You might wonder why we bothered with having QIIME 2 create these zip files in
the first place, rather than just have it use the typical file formats like
fasta, newick, biom, and so on. That has to do with the other stored in the zip
file. The other files in the zip file are not intended to be viewed by a human,
and you don’t need any of them to work with the file (or files) in the data
directory. QIIME 2 uses the information in the provenance
directory to record
data provenance, helping you to ensure that your bioinformatics work will be
reproducible. It also stores a unique identifier for the data in the
metadata.yaml
file, which facilitates data management. That unique identifier
is also the name of the directory that contains all of the files from the .qza
when you unzip it. The metadata.yaml
file also identifies the semantic type of
the data (we’ll come back to that shortly). This other information empowers your
bioinformatics work in ways that will be more clear as you get further along in
your learning. We’ll revisit this topic throughout the book.
The .qza
file extension is an abbreviation for QIIME Zipped Artifact, and the
.qzv
file extension is an abbreviation for QIIME Zipped Visualization. .qza
files (which are often simply referred to as artifacts) are intermediary files
in a QIIME 2 analysis, usually containing raw data of some sort. These files are
generated by QIIME 2 and are intended to be consumed by QIIME 2. `.qzv`` files
(which are often simply referred to as visualizations) are terminal results in
a QIIME 2 analysis, such as an interactive figure or the results of a
statistical test.
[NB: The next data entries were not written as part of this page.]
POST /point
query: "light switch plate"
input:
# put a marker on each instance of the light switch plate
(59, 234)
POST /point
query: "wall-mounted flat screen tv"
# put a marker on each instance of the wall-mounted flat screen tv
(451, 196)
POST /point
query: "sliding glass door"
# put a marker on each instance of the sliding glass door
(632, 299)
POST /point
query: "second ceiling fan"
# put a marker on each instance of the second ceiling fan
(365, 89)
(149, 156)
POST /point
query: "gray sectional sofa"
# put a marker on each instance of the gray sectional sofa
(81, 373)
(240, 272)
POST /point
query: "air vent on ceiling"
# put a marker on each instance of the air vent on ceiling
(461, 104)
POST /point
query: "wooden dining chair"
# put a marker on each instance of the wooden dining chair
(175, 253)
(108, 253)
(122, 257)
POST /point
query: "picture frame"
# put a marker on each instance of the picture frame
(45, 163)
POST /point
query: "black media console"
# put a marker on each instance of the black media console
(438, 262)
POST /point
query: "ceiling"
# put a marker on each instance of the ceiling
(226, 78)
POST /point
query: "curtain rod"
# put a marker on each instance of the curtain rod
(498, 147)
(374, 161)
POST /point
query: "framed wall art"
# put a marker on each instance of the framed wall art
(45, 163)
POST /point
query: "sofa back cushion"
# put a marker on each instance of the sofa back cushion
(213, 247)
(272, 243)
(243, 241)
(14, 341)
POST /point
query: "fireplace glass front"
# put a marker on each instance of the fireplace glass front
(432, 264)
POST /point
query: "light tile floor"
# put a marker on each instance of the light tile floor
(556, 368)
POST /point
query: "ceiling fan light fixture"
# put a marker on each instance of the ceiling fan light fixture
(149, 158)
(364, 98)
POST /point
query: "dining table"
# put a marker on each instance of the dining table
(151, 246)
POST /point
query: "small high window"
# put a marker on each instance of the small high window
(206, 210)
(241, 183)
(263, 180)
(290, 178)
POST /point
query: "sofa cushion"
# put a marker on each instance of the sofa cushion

These files are generated by QIIME 2 and are intended to be
consumed by a human.
QIIME 2 also provides some of its own utilities for getting data out of .qza
and .qzv
files. If you’re working with the QIIME 2 command-line interface
(which we’ll use a lot in this book), the most relevant command is qiime tools export
. If you were to run this on the .qza
file we downloaded above, you’d
see the following:
qiime tools export --input-path sequences.qza --output-path exported-sequences/
This command will unzip the archive, and take all of the files from the data
directory and place them in exported-sequences
. Thus if you do have QIIME 2
installed, you can get your data out of a QIIME 2 artifact without all of the
QIIME 2-specific metadata using this command.
Jargon: Confused by the term “artifact”?
It has been brought to our attention that the term artifact can be confusing, since it is often used in science to indicate a feature that is not present naturally in a system but rather observed as a result of some technical aspect of studying that system. For example, homopolyer runs such as the A
s in ACTGTACTAAAAAAAAAAATGCACGTGAC
were commonly reported by some early sequencing instruments to be longer then they were in nature due to the way the sequencing reaction worked. In QIIME 2 we use the definition of an artifact as an object that was created by some process, like an archaeological artifact. This is common in data science, and we didn’t realize the potential for confusion until we were a little too far along to easily change the name.